Construction and characterization of environment-friendly antibacterial Mg(OH)2 nanoparticles and their induced metabolic changes in Escherichia coli

Abstract

In recent years, microbial pollution has become a serious environmental problem, and the release of microorganisms into the water environment seriously threatens human health. As environment-friendly and low-cost antibacterial agents, Mg(OH)₂ nanoparticles (M-NPs) have garnered considerable attention for their small size, innocuity, no drug resistance, chemical stability and thermal stability. However, little is known about the physiological changes that bacteria undergo in the presence of M-NPs. In this work, the antibacterial mechanism of M-NPs synthesized by applying the coprecipitation method was investigated using Escherichia coli (E. coli) as a model system. The oxygen vacancies on the M-NP surface, which can produce reactive oxygen species (ROS, ·O₂⁻, H₂O₂, and ·OH), were examined via O₂-temperature programmed desorption (O₂-TPD).

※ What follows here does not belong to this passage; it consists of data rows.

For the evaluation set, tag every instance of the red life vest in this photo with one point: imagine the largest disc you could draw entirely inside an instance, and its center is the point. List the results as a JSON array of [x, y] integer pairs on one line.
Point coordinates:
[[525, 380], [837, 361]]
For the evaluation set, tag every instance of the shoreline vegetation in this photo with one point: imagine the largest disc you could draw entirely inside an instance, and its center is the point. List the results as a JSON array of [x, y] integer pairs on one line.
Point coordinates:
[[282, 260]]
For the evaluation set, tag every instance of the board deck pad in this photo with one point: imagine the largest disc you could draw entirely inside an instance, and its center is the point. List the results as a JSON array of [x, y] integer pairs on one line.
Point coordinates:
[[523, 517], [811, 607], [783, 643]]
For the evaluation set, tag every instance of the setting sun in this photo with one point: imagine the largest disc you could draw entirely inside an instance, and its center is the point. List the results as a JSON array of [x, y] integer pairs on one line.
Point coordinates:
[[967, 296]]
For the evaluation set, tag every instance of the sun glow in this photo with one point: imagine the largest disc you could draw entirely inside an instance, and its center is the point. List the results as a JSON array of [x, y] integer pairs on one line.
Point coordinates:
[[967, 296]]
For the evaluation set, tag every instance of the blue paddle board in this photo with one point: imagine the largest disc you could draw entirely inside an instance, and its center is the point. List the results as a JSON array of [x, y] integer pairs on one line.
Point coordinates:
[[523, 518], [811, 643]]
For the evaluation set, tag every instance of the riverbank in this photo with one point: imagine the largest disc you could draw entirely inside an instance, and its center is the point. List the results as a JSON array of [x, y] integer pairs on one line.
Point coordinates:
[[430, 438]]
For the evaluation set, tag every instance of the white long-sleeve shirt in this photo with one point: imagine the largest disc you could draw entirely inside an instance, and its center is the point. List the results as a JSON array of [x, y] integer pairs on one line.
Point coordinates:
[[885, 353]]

Abnormality in three central metabolic pathways (energy, glucose and tricarboxylic acid cycle) induced by M-NPs was detected by analyzing the activity of respiratory chain dehydrogenase, gluconokinase (GK) and succinate dehydrogenase (SDH). The downregulated activity and gene expression levels of GK confirmed that M-NPs play an inhibitory role, and these physiological changes result in cell death. Thus, M-NPs have great potential in the field of preventing and controlling microbial pollution.